Ein Gefahrgutunfall kann schlimme Folgen haben

Ein Gefahrgutunfall birgt stets ein hohes Risiko für Mensch und Umwelt. Entsprechende Verhaltensregeln beim Gefahrguttransport sollten daher von den Verantwortlichen und Beteiligten unbedingt eingehalten werden. Nur wenn Beförderungspapiere ordnungsgemäß ausgefüllt sind und auch mitgeführt werden, können Helfer bei einem Gefahrgutunfall angemessen reagieren.

Gefahrguttransport

Ein Gefahrgutunfall ist schnell passiert. Verunglückt ein Gefahrguttransport, egal ob im Schienen-, Luft-, See- oder Straßenverkehr, dann können rasch gefährliche Situationen entstehen. Ein Risiko besteht für die verunglückten Personen und die Umwelt ebenso wie für Einsatzkräfte, aber auch für nicht unmittelbar beteiligte Dritte.

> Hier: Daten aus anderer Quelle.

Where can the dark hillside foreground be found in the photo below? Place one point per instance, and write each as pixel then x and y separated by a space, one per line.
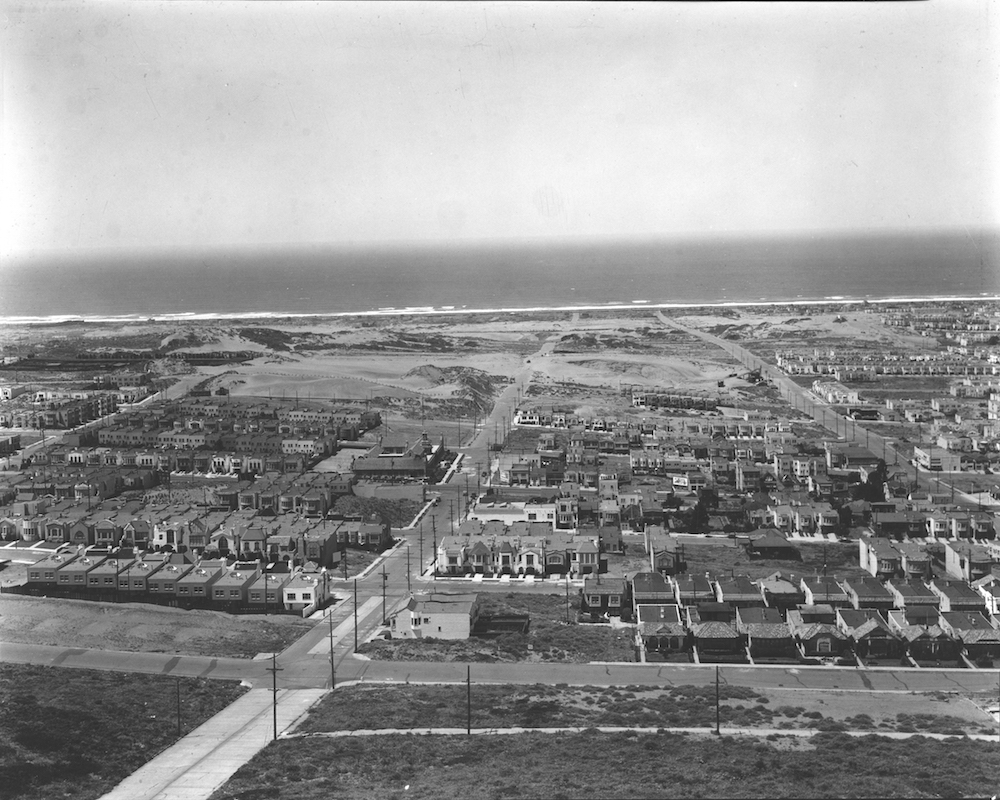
pixel 76 734
pixel 617 765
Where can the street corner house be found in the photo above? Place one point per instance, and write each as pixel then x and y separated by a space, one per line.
pixel 436 615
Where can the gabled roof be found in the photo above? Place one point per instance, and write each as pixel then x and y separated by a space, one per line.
pixel 758 616
pixel 650 583
pixel 714 630
pixel 768 630
pixel 814 629
pixel 770 540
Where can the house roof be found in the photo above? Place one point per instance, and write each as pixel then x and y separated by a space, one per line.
pixel 768 630
pixel 757 616
pixel 814 629
pixel 714 630
pixel 966 620
pixel 659 613
pixel 662 629
pixel 442 603
pixel 772 540
pixel 650 583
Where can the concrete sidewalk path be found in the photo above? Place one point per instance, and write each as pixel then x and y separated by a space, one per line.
pixel 198 764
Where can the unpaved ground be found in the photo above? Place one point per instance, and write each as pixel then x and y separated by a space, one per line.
pixel 143 628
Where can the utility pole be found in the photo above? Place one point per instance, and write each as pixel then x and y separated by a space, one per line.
pixel 384 579
pixel 274 669
pixel 718 730
pixel 333 669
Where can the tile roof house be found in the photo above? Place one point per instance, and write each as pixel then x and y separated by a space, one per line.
pixel 436 615
pixel 925 639
pixel 717 641
pixel 738 591
pixel 780 593
pixel 815 632
pixel 974 631
pixel 603 597
pixel 661 628
pixel 957 596
pixel 824 590
pixel 869 633
pixel 766 632
pixel 868 593
pixel 907 594
pixel 772 544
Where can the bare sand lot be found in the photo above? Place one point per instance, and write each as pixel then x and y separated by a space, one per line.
pixel 143 628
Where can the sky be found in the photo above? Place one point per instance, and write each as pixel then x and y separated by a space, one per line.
pixel 191 125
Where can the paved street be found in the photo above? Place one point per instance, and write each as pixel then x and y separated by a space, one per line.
pixel 205 759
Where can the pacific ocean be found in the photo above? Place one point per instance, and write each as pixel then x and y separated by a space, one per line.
pixel 276 280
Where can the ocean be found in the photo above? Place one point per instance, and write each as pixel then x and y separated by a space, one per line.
pixel 304 281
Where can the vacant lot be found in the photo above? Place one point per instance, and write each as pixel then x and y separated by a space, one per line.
pixel 144 628
pixel 406 707
pixel 722 560
pixel 77 733
pixel 618 765
pixel 550 637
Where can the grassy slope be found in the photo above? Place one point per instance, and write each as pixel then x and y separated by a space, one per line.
pixel 623 765
pixel 78 733
pixel 367 707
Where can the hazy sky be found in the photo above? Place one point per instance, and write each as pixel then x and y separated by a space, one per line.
pixel 201 124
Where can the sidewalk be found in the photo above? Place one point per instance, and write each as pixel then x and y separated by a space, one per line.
pixel 761 732
pixel 198 764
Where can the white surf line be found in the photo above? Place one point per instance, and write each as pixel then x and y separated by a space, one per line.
pixel 421 311
pixel 347 625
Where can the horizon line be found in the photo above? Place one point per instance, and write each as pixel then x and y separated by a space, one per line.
pixel 194 316
pixel 699 237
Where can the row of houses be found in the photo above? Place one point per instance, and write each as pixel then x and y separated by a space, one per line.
pixel 820 618
pixel 187 459
pixel 60 414
pixel 522 549
pixel 187 528
pixel 128 575
pixel 962 560
pixel 811 634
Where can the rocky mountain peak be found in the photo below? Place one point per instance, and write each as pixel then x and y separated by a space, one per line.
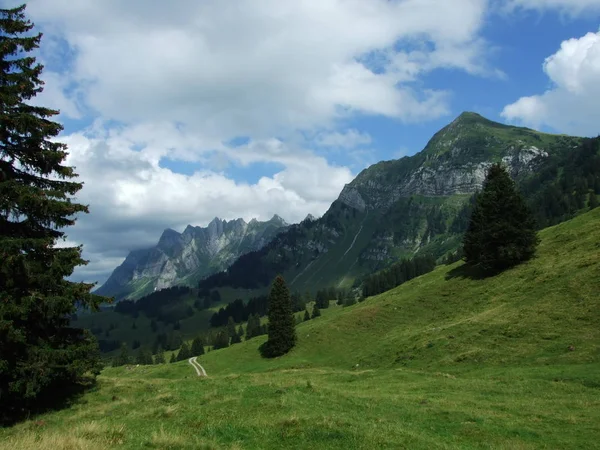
pixel 189 256
pixel 278 220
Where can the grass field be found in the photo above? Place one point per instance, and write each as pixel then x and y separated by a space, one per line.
pixel 441 362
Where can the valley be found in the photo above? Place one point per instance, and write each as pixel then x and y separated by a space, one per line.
pixel 268 225
pixel 442 361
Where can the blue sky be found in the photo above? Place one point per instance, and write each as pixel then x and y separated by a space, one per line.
pixel 176 113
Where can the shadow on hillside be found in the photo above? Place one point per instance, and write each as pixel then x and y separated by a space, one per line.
pixel 55 399
pixel 465 271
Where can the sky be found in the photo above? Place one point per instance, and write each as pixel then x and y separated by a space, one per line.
pixel 178 112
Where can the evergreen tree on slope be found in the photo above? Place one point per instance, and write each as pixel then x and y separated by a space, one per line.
pixel 502 230
pixel 40 353
pixel 281 330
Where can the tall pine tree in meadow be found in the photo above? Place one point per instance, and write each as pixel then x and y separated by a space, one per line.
pixel 197 346
pixel 502 230
pixel 281 331
pixel 593 201
pixel 41 354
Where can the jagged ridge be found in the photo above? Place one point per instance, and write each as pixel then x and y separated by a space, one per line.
pixel 185 258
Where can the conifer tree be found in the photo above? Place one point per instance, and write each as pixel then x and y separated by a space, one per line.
pixel 40 352
pixel 184 352
pixel 159 358
pixel 316 311
pixel 502 229
pixel 231 331
pixel 221 340
pixel 197 346
pixel 281 330
pixel 593 201
pixel 235 339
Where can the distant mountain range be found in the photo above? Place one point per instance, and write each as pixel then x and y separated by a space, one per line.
pixel 185 258
pixel 391 210
pixel 397 209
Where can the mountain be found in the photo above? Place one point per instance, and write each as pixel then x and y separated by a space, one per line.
pixel 396 209
pixel 443 361
pixel 185 258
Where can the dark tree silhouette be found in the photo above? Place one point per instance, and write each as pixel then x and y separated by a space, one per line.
pixel 41 355
pixel 281 331
pixel 502 230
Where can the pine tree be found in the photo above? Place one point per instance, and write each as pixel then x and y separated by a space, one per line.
pixel 316 311
pixel 144 357
pixel 159 358
pixel 197 346
pixel 184 352
pixel 593 201
pixel 281 331
pixel 221 340
pixel 40 353
pixel 231 331
pixel 123 358
pixel 502 230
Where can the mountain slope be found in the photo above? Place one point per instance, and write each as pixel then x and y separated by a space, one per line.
pixel 545 311
pixel 395 209
pixel 185 258
pixel 441 362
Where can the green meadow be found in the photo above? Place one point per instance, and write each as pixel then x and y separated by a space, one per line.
pixel 441 362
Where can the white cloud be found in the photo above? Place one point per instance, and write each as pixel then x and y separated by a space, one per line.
pixel 176 80
pixel 568 7
pixel 256 67
pixel 132 198
pixel 350 138
pixel 571 104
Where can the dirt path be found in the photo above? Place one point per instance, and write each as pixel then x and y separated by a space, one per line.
pixel 196 365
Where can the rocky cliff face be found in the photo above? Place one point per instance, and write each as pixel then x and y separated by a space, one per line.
pixel 395 209
pixel 455 161
pixel 185 258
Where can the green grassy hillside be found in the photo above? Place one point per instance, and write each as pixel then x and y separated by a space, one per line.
pixel 441 362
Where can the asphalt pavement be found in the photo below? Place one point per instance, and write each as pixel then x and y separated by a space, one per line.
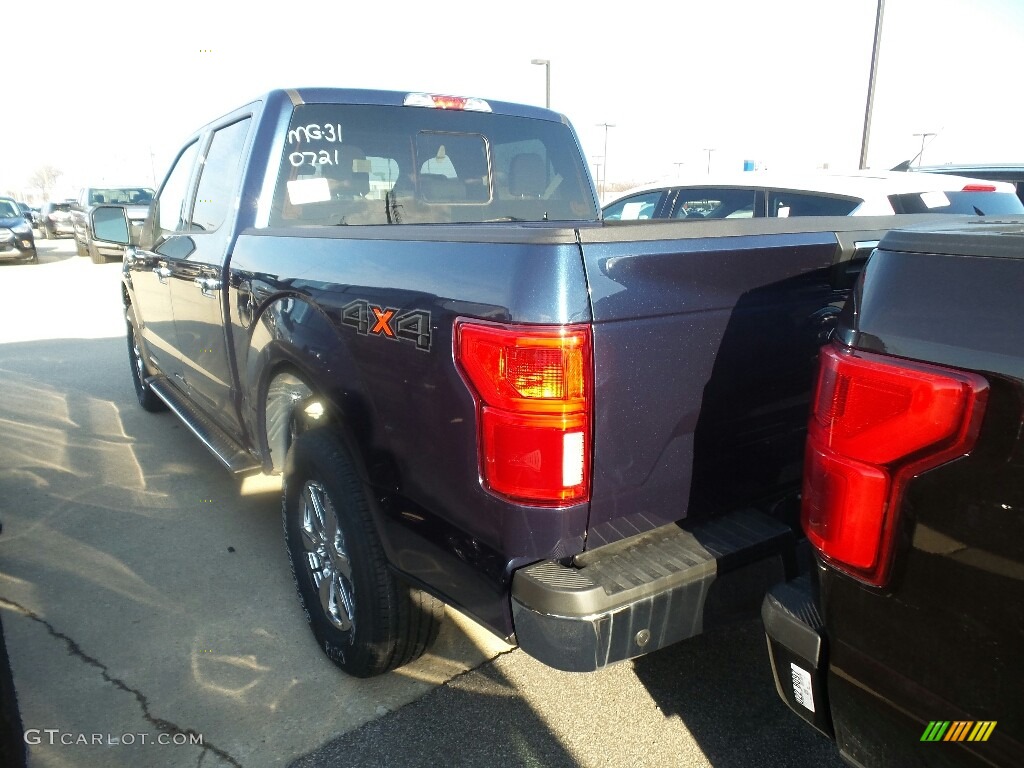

Dies rührt daher, dass viele Gefahrgüter bereits in niedrigen Konzentrationen oft nicht abzusehende Konsequenzen für Mensch und Natur haben können.

Verheerend können sich Gefahrgutunfälle auch auswirken, falls Gefahrgüter in das Grundwasser gelangen. Dabei kann es oftmals nötig sein, neben den beteiligten Personen und Transportmitteln auch die betroffenen Böden und die Umwelt zu dekontaminieren.

Bei einem Gefahrgutunfall richtig verhalten

Bis zum Eintreffen angeforderter Einsatz- und Hilfskräfte sollte der Fahrzeugführer

  • die Koordinierung der Aufgaben der am Unfallort Tätigen übernehmen, sowie
  • die in Unterabschnitt 1.4.1.2 ADR in Verbindung mit § 4 Abs. 2 GGVSEB geforderte Verständigung und
  • Information der Einsatz- und Sicherheitskräfte durchführen.

Auf der Grundlage der Angaben in den mitgeführten Begleitpapieren sowie der Kennzeichnung und Bezettelung von Ladung und Fahrzeug sollte die Information eine eindeutige Aussage zu Art und Menge der gefährlichen Ladung (UN-Nummer, Gefahrencode) enthalten.

Auf verletzte oder getötete Personen, ggf. bereits eingetretene Emissionen, entstandenes Feuer, Beeinträchtigungen von Oberflächen- und Grundwasser und zur Ortslage des Unfalls ist hinzuweisen.